Abre los ojos
Antes de la temida época de examenes, hago todas las noches un propósito de conciencia para madrugar al día siguiente, ponerme cuanto antes a hacer cosas y estudiar del tirón y sin pausas. Desgraciadamente, la realidad es bien distinta, nunca consigo despertarme a la hora a la que suena el despertador (misteriosamente siempre lo apago y sigo durmiendo), una vez despierto hago cosas que nunca haría con tal de no sentarme delante del libro (como ver a la Campos) , y una vez que estoy sentado delante del libro hago descansos que a veces duplican el tiempo que llevaba estudiando.
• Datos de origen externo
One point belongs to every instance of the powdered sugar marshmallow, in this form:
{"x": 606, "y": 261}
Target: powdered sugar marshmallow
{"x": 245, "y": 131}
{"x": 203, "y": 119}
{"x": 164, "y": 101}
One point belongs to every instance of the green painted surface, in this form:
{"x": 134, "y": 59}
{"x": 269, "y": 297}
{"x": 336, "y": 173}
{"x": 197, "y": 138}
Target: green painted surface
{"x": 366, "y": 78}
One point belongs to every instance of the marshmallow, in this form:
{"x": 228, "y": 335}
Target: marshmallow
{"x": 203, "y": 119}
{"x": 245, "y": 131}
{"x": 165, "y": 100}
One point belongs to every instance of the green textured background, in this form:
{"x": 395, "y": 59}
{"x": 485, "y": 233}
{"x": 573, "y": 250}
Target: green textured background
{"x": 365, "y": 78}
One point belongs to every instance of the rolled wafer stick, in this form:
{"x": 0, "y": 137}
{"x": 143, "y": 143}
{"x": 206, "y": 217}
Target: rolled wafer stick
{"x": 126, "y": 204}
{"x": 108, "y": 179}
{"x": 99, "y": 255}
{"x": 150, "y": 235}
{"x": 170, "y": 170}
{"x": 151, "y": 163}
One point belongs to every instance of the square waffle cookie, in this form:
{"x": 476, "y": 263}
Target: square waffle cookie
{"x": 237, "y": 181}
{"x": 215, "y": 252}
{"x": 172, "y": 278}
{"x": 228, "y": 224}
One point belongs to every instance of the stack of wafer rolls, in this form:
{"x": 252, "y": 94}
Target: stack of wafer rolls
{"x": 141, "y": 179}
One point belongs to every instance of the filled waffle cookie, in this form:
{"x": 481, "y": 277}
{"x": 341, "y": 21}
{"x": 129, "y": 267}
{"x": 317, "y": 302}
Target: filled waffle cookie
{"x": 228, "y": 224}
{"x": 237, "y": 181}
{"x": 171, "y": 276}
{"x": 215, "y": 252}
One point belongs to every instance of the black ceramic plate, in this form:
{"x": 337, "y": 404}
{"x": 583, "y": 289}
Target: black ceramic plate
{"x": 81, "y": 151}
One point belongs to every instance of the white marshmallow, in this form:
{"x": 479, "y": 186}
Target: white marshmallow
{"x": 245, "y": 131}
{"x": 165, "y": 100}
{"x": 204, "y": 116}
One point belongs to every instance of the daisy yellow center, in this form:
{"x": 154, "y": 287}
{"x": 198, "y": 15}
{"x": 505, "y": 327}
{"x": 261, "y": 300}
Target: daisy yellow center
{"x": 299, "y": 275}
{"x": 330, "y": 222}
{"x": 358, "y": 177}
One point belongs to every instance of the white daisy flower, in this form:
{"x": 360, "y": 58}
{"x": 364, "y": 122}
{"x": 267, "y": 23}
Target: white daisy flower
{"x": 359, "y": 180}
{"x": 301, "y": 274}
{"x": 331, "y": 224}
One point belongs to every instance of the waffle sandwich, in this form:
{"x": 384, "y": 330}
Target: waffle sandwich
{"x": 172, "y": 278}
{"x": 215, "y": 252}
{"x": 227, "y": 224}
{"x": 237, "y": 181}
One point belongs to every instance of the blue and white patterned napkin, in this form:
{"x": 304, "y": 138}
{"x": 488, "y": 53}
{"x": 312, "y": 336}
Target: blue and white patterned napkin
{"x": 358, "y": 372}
Pues si esto me pasa durante la época en la que en teoría estoy con clases, y sometido a cierta presión, un día como hoy (13 de agosto) la motivación brilla por su ausencia.
Por ello, me he decidido en aprovechar la mañana dando un paseo, con la coinciedencia de que hoy empieza ese fin de semana conocido internacionalmente (casi tanto como el descenso del Sella) por ser aquel en el que menos gente hay en Madrid (ayer se fueron los que empiezan las vacaciones y el domingo llegan los que las terminan), siendo 4 personas (3 de ellos turistas) las que hoy paseábamos por sus calles.
Así, caminando por un Madrid casi desierto me he sentido como Eduardo Noriega en la película "Abre los ojos", deseando de vez en cuando echar a correr y ponerme a pegar gritos en medio de la calle; pero esta vez, la pesadilla no era tal: el zumbido de tráfico de fondo había desaparecido, el aire olía a cesped recién regado y hasta el cielo había sustituido el gris debido a la polución, por un azul deslumbrante.
Esperemos que la pesadilla no llegue en Septiembre en forma de suspensos...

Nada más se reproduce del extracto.